I was particularly interested in the mathematical side of each of these characters. Von Kármán and Hilbert were evidently close friends (they were introduced by Alfred Haar) and Hilbert taught von Kármán who became a pioneer in mathematical aerodynamics, to value quantitative descriptions of Nature. Zermelo is said to have quipped “Kármán, of all the applied idiots I think you are the only one with the possibility of being educated” (p. 36). There are other moments of humor sprinkled throughout the book. Speaking of Zermelo (who proved the very first theorem on game theory in 1913), there is an often-recounted story of von Neumann meeting with Stan Ulam at the Chicago train station to recruit him for the Manhattan Project. He could not tell Ulam the location, only that it was in the southwest, to which Ulam famously replied: “I know you can’t tell me but you say you are going southwest in order that I should think that you are going northeast. But I know you are going southwest, so why do you lie?” This was, of course, a reworking of an old Jewish joke about two men on a train to Kiev. What struck me on reading it this time, was how much the joke embodied game theoretic reasoning and how perfectly apt it was that it should have been told of von Neumann.

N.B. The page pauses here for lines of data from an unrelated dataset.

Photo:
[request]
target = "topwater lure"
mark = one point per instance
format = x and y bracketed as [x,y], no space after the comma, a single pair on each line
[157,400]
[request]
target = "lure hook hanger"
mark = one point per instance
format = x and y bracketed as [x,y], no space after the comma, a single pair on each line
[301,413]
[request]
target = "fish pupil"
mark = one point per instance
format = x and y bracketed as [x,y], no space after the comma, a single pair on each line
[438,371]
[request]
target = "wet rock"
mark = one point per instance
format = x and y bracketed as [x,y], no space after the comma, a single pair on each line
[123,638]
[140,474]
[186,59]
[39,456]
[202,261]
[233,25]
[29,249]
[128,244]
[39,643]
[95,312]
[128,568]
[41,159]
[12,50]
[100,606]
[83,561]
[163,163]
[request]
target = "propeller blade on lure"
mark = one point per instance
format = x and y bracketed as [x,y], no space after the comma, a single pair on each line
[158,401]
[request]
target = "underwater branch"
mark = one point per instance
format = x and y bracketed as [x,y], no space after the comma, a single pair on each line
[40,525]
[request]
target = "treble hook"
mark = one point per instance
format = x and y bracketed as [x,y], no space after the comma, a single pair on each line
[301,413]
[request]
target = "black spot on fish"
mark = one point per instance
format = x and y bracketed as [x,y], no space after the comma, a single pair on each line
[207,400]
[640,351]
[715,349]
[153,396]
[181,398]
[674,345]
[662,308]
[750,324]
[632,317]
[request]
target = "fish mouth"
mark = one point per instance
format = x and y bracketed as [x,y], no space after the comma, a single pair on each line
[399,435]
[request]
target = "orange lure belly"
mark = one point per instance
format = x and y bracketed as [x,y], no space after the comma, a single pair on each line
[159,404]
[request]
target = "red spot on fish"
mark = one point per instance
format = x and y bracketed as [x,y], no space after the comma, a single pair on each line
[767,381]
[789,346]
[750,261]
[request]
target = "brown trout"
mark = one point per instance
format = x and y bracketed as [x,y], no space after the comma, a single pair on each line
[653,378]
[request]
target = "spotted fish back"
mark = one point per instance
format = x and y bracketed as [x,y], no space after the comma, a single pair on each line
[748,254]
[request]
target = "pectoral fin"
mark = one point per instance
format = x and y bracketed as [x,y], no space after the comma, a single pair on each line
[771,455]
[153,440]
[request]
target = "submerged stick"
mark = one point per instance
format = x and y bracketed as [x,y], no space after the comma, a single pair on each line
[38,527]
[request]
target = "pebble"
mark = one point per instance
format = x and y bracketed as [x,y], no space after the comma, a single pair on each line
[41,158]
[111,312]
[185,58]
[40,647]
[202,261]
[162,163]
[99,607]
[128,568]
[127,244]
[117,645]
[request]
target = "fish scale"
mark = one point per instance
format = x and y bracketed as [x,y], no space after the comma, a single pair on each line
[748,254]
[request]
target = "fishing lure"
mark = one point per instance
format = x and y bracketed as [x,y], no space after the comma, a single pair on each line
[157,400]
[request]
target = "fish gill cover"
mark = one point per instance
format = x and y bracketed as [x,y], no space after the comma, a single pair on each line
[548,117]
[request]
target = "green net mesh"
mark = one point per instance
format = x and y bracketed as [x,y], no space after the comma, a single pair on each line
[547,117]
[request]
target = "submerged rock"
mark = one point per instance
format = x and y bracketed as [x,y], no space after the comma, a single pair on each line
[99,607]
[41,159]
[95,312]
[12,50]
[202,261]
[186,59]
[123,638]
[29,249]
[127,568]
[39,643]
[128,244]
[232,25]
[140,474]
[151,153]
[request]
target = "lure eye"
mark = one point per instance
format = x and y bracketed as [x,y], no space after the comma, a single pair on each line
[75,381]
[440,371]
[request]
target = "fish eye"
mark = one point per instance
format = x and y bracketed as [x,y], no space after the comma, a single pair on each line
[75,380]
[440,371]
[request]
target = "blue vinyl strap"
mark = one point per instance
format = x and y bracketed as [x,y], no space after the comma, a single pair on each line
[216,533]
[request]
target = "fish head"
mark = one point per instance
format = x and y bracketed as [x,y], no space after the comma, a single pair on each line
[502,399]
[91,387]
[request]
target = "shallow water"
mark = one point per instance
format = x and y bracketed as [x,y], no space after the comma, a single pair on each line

Although they ended up on opposite sides of the political spectrum, both Szilard and Teller remained good friends and shared friendship with another Hungarian émigré, Arthur Koestler (the writer profiled by Marton) whose Darkness at Noon had a profound effect on Teller in particular. He read it at Los Alamos in 1943, and called it a “major milestone” in his thinking, thereafter seeing himself as an anti-communist “of the school of Koestler” (from Teller’s Memoirs, quoted on p. 128, The Martians). Coincidentally, just last week while I was having lunch with my Hungarian author/mathematician friend, she mentioned a short piece in December 18, 2006 issue of The New Yorker about the artist Eva Zeisel, who was a childhood friend of Koestler, and later, for a brief period in Berlin during the Weimar Republic, his lover. Zeisel escaped the Nazis, but was imprisoned by Stalin’s secret police for 16 months of mostly solitary confinement in the Soviet Union. And it was this experience, as recounted to him by Zeisel, that Koestler used in writing Darkness at Noon. Eva just turned 100 last month. My friend was 80 last year, and I soak up all her stories of that exceptional time and place that spawned so many creative individuals. I feel a strange kinship with these people. I live in a world they had a large role in shaping. Publishing their stories seems timely and relevant. Reading about their lives helps me understand my own world a little better.
Bonnie Shulman is Associate Professor of Mathematics at Bates College in Lewiston, ME. She is interested in the history and philosophy of mathematics and science and has a special fascination with the history of the Manhattan Project.